With Plus Partners increased from $0.64 to $0.66. Minimum increased from $180 to $185.
Without Plus Partners increased from $0.62 to $0.64. Minimum increased from $160 to $165.
Presidential Reserve increased from $0.72 to $0.74 for the first million points. Any PR points over a million pay the Plus Partners rate.


----------



## Melder (Dec 13, 2020)

Shouldn't this information be available on the website?  Where?


----------



## philemer (Dec 13, 2020)

Some of the resorts have a "PR" after their name. What does the "PR" stand for? Like Bali Hai Villas PR.
Thanks


----------



## harveyhaddixfan (Dec 13, 2020)

philemer said:


> Some of the resorts have a "PR" after their name. What does the "PR" stand for? Like Bali Hai Villas PR.
> Thanks



Presidential Reserve. Those points have different maintenance fees.


----------



## Melder (Dec 13, 2020)

philemer said:


> Some of the resorts have a "PR" after their name. What does the "PR" stand for? Like Bali Hai Villas PR.
> Thanks



Presidential Reserve


----------



## harveyhaddixfan (Dec 13, 2020)

Melder said:


> Shouldn't this information be available on the website? Where?



No. Wyndham is never going to publish the maintenance fees for every resort. Why would they make it easy to see where the cheap fees are? The most you’ll get out of them is what your fees cost, not the other resorts.


----------



## philemer (Dec 13, 2020)

Thanks. I guess that means I can get a nicer room IF I ever stay there.


----------



## Melder (Dec 13, 2020)

harveyhaddixfan said:


> Wyndham is never going to publish the maintenance fees for every resort. Why would they make it ea



I guess I should of been more specific.

Shouldn't this information be available on the website *for the property I own*? Where?


----------



## harveyhaddixfan (Dec 13, 2020)

Melder said:


> I guess I should of been more specific.
> 
> Shouldn't this information be available on the website *for the property I own*? Where?



Financial information used to be on the website. It’s missing from the new site.


----------



## Jan M. (Dec 13, 2020)

Melder said:


> I guess I should of been more specific.
> 
> Shouldn't this information be available on the website *for the property I own*? Where?
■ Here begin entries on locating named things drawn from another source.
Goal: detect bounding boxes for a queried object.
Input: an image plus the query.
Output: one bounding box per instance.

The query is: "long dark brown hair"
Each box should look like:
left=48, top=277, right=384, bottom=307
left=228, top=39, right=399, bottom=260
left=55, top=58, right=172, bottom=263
Absolutely! You should have received your annual assessment summary in the mail by now. They were mailed out at the beginning of the month. We used to be able to view our current and previous year's annual assessment summary on the website. Wyndham added the annual financial report, not our assessment summaries, on a recent update. I have to wonder if someone thought that was the financial information owners were requesting instead of what we really wanted.


----------



## paxsarah (Dec 13, 2020)

Jan M. said:


> You should have received your annual assessment summary in the mail by now.


I also have not received mine.


----------



## Roger830 (Dec 13, 2020)

I don't have mine either.
Now that I reported here, it'll come tomorrow.


----------



## Jan M. (Dec 13, 2020)

The cover letter with mine is dated November 2020. Last year's cover letter was dated November 2019. The envelope was postmarked November 30th and I received it Wednesday, December 2. Some people throw them out thinking it's just more junk mail.


----------



## Rolltydr (Dec 13, 2020)

Jan M. said:


> The cover letter with mine is dated November 2020. Last year's cover letter was dated November 2019. The envelope was postmarked November 30th and I received it Wednesday, December 2. Some people throw them out thinking it's just more junk mail.


I haven’t received mine either. Our mail comes through the main distribution center in Birmingham and there were reports last week that they’re running 5-6 days behind due to covid absences.


----------



## paxsarah (Dec 13, 2020)

It's also quite possible that since Club Wyndham has, what, something like 500,000 owners, that they probably didn't all get mailed the same day, or even week.


----------



## paxsarah (Dec 13, 2020)

Thanks to USPS informed delivery and the search function in Gmail, I can tell you that last year my assessment was postmarked December 12 and I received it on December 16, so this week looks promising.


----------



## Jan M. (Dec 13, 2020)

Rolltydr said:


> I haven’t received mine either. Our mail comes through the main distribution center in Birmingham and there were reports last week that they’re running 5-6 days behind due to covid absences.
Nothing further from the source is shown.